Les téléphones portables vont-ils parvenir à détrôner les billets et les pièces pour payer le pain ? C’est l’ambition de Fivory, une filiale du Crédit Mutuel qui teste depuis plus d’un an un système de paiement et de fidélisation via une application mobile.
Le défi est de taille, car les pièces de monnaie sont utilisées avec bonheur par l’humanité depuis le VIIe siècle avant J.C. pour régler les achats. Il aura fallu une trentaine d’années pour installer la carte bancaire en France. Quant au porte-monnaie électronique Monéo, lancé en 1999, c’est un retentissant échec. Même Google et Apple s’aventurent doucement sur ce segment, qui collectionne les révolutions mortes-nées.
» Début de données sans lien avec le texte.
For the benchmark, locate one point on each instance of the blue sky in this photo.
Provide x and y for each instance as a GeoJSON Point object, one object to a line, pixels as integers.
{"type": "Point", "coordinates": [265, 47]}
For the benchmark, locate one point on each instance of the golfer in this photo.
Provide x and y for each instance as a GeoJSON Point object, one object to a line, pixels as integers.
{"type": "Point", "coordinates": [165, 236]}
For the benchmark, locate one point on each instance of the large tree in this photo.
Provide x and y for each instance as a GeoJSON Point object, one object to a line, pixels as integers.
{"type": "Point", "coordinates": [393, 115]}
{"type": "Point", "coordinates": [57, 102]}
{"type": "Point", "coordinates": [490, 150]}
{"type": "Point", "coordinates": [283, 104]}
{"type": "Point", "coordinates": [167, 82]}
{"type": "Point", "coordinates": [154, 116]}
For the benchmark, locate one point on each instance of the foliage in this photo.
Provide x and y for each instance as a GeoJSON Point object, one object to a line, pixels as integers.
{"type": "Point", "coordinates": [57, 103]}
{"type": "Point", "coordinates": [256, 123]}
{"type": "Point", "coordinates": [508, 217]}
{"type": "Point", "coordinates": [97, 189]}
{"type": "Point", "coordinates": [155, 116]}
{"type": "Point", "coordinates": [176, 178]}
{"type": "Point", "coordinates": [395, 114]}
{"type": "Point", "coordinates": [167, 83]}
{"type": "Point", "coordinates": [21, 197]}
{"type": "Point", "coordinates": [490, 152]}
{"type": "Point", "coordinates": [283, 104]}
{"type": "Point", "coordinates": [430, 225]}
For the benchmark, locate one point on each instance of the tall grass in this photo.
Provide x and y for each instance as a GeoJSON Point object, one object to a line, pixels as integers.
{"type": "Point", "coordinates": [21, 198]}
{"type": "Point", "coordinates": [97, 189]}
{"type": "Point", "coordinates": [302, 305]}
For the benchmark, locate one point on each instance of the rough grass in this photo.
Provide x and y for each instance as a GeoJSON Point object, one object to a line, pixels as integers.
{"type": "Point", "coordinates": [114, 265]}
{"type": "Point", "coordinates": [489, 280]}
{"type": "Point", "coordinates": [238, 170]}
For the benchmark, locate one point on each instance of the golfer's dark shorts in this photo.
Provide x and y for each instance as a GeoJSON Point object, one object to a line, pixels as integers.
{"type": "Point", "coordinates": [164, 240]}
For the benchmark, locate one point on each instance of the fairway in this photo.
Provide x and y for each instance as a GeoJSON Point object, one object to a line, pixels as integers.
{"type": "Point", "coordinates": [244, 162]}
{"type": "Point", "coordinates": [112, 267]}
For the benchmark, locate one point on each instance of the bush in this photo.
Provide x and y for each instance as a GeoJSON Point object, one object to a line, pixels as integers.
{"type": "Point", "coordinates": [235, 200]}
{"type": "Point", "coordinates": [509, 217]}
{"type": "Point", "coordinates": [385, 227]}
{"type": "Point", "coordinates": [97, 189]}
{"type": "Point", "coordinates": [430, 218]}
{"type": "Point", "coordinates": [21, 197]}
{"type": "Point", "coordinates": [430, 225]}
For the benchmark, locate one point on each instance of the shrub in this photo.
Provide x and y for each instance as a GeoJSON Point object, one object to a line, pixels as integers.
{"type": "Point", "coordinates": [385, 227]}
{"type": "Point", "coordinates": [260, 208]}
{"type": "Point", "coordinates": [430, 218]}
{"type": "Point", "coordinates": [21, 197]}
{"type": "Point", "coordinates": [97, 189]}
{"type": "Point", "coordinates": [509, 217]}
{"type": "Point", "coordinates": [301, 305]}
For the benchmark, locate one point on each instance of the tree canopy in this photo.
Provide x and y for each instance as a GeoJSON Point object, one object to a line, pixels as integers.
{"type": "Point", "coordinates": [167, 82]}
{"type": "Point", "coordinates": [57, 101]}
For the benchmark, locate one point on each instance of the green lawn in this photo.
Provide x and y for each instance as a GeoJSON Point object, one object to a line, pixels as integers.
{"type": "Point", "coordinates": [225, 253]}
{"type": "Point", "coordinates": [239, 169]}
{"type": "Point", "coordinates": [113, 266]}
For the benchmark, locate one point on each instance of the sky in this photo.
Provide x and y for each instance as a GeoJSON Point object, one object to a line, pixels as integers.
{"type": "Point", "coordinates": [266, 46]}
À Strasbourg, pourtant en pointe sur le paiement mobile, les applications permettant de payer l’abonnement CTS ou le stationnement ne sont utilisées que par une poignée de personnes.
Fivory, comment ça marche
Les clients installent l’application sur leur téléphone portable. Dans cette application, les commerçants peuvent mettre en avant des promotions et des produits. En magasin, le client lance l’application, et procède au paiement d’un article en le sélectionnant. Un QR code s’affiche sur le téléphone du client, que le commerçant scanne avec une tablette fournie par Fivory. L’ordre de paiement est alors envoyé par Internet aux serveurs de Fivory, qui dispose des coordonnées bancaires du client. Une confirmation du paiement est renvoyée au commerçant, qui peut alors délivrer son produit.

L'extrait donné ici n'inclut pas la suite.